At the moment, the prospect of walking was not all that unappealing to Fredo.

Dem had been piloting more by guess than by map. He had headed east, then south, then east again. They were already past the point where the mudders had rendezvoused with their armor and support vans. A lot of traffic had passed. Even from a truck cab at fifty kilometers per hour, Dem could see how badly the terrain had been chewed up by so many tracked vehicles passing over the same sod. Farmer set up shop here, he thought, an' he wouldn't have to plow the first year. Straight furrows, heading east.

"Maybe we ought to move off this line," Fredo suggested. "A little to one side or the other anyway, just to avoid running into company we don't want. We do know there are Heggies between us and our people."

"Let's give ourselves another forty-five minutes," Dem said after considering it. "We must still be at least that far behind them, and this way, we don't have to worry about missing our people."

Fredo glanced at the time line on his visor. Forty-five minutes. He would try to hold Dem to that.

Only twenty of those minutes had elapsed before they saw a lone Schlinal half-track, the same type as the one they were riding in, sitting with its hood up and two men looking into the engine compartment. Another half dozen men were sitting in the bed of the truck, with several more standing by the side. One of them moved a couple of steps away and started waving with both hands, trying to get Dem to stop.

"Action on the left!" Dem pulled his visor down to talk to the men in the back. "Rake 'em as we go by. Any of them left, we'll stop to mop up."

"Dem!" Fredo protested.

"No choice. We don't get rid of them, they'll radio ahead and we'll have more to deal with later. Get your zipper ready."

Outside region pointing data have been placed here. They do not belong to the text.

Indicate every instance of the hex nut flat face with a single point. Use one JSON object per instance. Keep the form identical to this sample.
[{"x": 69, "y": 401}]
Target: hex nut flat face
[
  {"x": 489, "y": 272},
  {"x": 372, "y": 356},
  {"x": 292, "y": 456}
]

Dem pulled his foot off of the accelerator. Slowing down served two purposes. It would make the Heggies think they were stopping—comrades ready to help them fix their truck or pick them up—and it made it possible for the reccers to get their weapons ready for action. It would have been impossible for the reccers to do any good at full speed. Even if they had been able to bring their rifles to firing positions, they would have been unable to hit anything smaller than the sky or the planet.

Even slowing down, Dem had to keep both hands on the wheel. There would be no drive and shoot for him, though he considered it.

"Watch it," he whispered into his radio. He was watching for the moment of recognition, when the Heggies realized that it wasn't help arriving but grief, when they noticed that the helmets and camouflage were wrong.

At fifty meters, the Heggies still seemed to think that the truck was carrying men from their own army.

"They must be wondering why we don't answer their calls by now," Dem muttered. Without a Heggie helmet handy, he couldn't know, but he suspected that they would be trying as many different channels as possible to explain their problem and what they needed.

"Get ready," Dem said, a little louder. Forty meters. He had the truck's speed down to 25 kph. His foot was back on the pedal, holding that speed, ready to increase it at need. If any of those Heggies had a rocket launcher handy, it wouldn't take long for him to get it into position.